И она действительно оказалась права, поскольку в двадцать семь минут первого по полудню Медведев Семен Андреевич поприветствовал всех присутствующих громким плачем, услышав который, я напрочь забыла обо всех тяготах, через которые мне пришлось пройти, чтобы подарить ему свой первый материнский поцелуй.
Вот так звучит счастье, звонко, пронзительно, но до одури приятно.
2014 год.
— Вот это хоромы! — присвистнув, удивляется Света, едва перешагнув порог моего дома. Квартира, в которую мы переехали чуть больше года назад, действительно, поражает воображение своими размерами. Замерев посреди прихожей, где спокойно можно разместить обеденный стол на двенадцать персон, подруга медленно начинает оглядываться по сторонам, в то время, как ее сын, совершенно не удивленный современным дизайном, поспешно разувает яркие кроссовки, и, не испытывая ни малейшего стеснения, подходит к Сене, замершему в дверном проеме. — Андрей олигарх?

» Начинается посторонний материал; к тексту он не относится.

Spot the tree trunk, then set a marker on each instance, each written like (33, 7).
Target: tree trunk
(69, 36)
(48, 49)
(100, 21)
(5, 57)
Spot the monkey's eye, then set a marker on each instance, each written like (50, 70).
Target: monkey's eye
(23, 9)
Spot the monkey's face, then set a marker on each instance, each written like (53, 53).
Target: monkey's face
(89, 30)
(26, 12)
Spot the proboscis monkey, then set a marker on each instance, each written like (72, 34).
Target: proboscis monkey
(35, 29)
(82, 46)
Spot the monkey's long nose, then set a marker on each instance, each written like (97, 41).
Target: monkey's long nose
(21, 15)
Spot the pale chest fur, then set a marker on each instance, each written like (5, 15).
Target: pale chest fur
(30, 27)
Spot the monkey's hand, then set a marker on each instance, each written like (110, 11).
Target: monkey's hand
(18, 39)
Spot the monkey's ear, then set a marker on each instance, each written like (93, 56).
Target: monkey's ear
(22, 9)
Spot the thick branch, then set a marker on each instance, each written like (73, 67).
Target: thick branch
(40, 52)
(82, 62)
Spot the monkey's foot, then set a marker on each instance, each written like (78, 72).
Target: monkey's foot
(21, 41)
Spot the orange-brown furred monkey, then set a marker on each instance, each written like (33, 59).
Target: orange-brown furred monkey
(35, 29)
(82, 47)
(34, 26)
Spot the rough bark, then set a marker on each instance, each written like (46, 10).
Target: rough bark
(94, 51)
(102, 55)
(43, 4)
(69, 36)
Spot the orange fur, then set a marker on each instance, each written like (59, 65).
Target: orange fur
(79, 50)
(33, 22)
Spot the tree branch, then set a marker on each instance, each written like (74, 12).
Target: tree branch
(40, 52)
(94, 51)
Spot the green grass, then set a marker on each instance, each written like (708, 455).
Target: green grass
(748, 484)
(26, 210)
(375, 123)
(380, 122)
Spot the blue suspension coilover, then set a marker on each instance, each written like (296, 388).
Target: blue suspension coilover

— Дурочка, — смеюсь над ее округлившимся взглядом и принимаю куртку из прохладных рук. — Просто он много работает, а любой труд, рано или поздно, приносит свои результаты.
— Вот это мы удачно тогда в клуб сходили! И куда я только смотрела, нужно было охмурить его дружка, как там его звали?
— Антон, но он убежденный холостяк, так что у тебя не было шансов. Разве, что вспоминала бы потом пару совместных ночей.
— Да, уж, один мне уже этих воспоминаний оставил с головой! — устраиваясь на кожаном диване, делиться она.
— Так и не объявлялся? — зависаю с чайником в руках над поставленной перед ней чашкой.
— Пять лет прошло, думаешь, если он не появился у роддома, то есть хоть малейший шанс, что в нем проснуться отцовские чувства?
— Ну, мало ли, может он повзрослел и решил взяться за голову?
— Боюсь, это не про него! Леша не создан для дома и детей, так что, Бог ему судья.
Я не спускаю глаз с Ивановой, пытаясь отметить даже малейшие изменения, произошедшие с ней за эти годы. Передо мной молодая двадцативосьмилетняя блондинка, с недавних пор распрощавшаяся с густой шевелюрой, сменив длинную стрижку на асимметричное каре. Так и не устроив свою личную жизнь, Света посвятила себя воспитанию ребенка. Наплевав на диплом инженера, она закончила парикмахерские курсы, и вот уже три года предлагает свои услуги в довольно известном в ее городе салоне красоты.
Я поворачиваюсь к детям, которые оживленно перебирают бесчисленное множество игрушек, отмечая, что в Леве, действительно, легко угадываются черты нерадивого отца: те же голубые глаза, вьющиеся светлые волосы и довольно пухлые губы. Я так и не нахожу оправданий мужчине, так спокойно отвергнувшему собственного ребенка, да и, пожалуй, никогда не смогу найти ответ, как человек может ходить по земле, не ощущая уколов совести, за ту боль, что он наносит своим отсутствием ранимой душе маленького мальчишки.
— Но знаешь, я ни о чем не жалею, и даже, знай я наперед, чем закончиться наш роман, я бы ничего не стала менять.